Juliette is, without exception, the bravest person I’ve ever known. I picture her at the age of four saying ‘no’ to the numbing cream, and not flinching when the catheter needle pierced her skin. She kept her wicked sense of humour throughout months of chemotherapy, and adored life, asking for ‘something exciting’ to happen on every day she was well. I’m so proud of the amazing little human I produced, who was here for only five years. Juliette is my talisman when my own courage fails, and my reminder to look for everyday joys.

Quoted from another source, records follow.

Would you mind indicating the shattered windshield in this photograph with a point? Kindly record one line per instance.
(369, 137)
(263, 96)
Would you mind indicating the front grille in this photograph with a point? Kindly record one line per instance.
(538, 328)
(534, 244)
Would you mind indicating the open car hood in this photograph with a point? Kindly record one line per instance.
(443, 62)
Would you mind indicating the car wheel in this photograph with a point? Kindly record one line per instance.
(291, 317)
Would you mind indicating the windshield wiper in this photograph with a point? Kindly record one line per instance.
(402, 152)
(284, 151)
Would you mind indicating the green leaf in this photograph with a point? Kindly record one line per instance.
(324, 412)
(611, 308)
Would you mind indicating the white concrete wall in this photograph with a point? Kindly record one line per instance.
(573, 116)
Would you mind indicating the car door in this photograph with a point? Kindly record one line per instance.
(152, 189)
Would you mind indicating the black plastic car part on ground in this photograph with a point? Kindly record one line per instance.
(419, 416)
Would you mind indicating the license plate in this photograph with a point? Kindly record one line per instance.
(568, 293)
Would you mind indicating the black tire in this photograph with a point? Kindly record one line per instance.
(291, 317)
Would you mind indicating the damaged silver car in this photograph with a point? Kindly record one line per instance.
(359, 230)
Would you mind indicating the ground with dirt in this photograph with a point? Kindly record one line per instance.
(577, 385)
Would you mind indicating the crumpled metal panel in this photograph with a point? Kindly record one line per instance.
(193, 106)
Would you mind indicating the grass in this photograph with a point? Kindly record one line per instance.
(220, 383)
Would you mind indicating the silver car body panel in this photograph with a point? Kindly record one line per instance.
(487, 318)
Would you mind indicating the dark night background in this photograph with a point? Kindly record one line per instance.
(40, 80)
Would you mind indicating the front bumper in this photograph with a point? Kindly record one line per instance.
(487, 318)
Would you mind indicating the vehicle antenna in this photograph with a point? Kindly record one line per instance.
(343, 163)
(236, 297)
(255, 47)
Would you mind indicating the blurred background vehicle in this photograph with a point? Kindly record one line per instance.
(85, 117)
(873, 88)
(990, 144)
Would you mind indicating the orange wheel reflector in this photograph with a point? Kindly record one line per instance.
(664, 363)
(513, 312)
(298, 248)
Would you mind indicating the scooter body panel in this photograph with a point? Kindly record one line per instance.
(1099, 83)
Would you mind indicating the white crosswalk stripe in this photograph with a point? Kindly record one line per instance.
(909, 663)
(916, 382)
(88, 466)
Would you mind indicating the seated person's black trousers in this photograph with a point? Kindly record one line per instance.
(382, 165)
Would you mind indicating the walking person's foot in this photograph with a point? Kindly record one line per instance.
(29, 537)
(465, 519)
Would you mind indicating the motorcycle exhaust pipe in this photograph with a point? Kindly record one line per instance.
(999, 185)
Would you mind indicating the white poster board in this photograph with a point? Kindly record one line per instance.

I’m in New Zealand at the moment, with my husband of two and a half years. Today, driving along the coast we parked on impulse before sliding down a scree bank, just because we’d spotted a deserted little cove from the road and decided we had to swim. In many ways our plan wasn’t ideal; aside from the scramble to get to the sea, we found uneven rocks under our bare feet, and about twenty metres of thick seaweed to wade through before it was deep enough for us to submerge. Oh, and I’d left my swimming things at home, so had to make do with underwear and a t-shirt. The old me would have used any of the above to get out of such an ordeal, but the me that holds the memory of an extraordinary five-year-old in her mind every day, thought, ‘Why the hell not? She would have done it.' The sun was hot, and we plunged into cold water under ancient, gnarled Pohutukawa trees. That moment is already a golden memory.
A second thing happened on our short road trip that made me think of Juliette. We climbed the crater of a dormant volcano with a lovely Māori guide, who told us about the sacred burial site we could see some distance away. She invited the group to choose a stone to leave in memory of a person we’d lost, to add to the heap already made by those who’d passed by before us. These unexpected moments always make me tear up, and I walked around trying to find a beautiful stone amongst the rough black, white and orange volcanic scoria, but each one I picked up didn’t feel good enough. Then I imagined how Juliette would laugh at my seriousness - she was irreverent of such things - so I picked up the first white stone I found, which I added to the pile. Juliette’s glee squashed my gloom, and not for the first time.
When I kissed Juliette goodbye twenty-two years ago, I knew I had no choice but to keep functioning for my other children, but I would have been disgusted by the suggestion that I could be happy again. What I’ve learned, as I wrote in an earlier blog post, is that happiness is not like the innocent happiness of before. It has a different quality, and it’s threaded through with my love for an incredible little girl who can no longer be physically beside me. I don’t like the expression that time heals. I will never be healed from my daughter’s death, and I don’t expect that the pain of her not being here will ever go. But I’ve grown around my sorrow, inspired by how my amazing daughter lived her too brief life.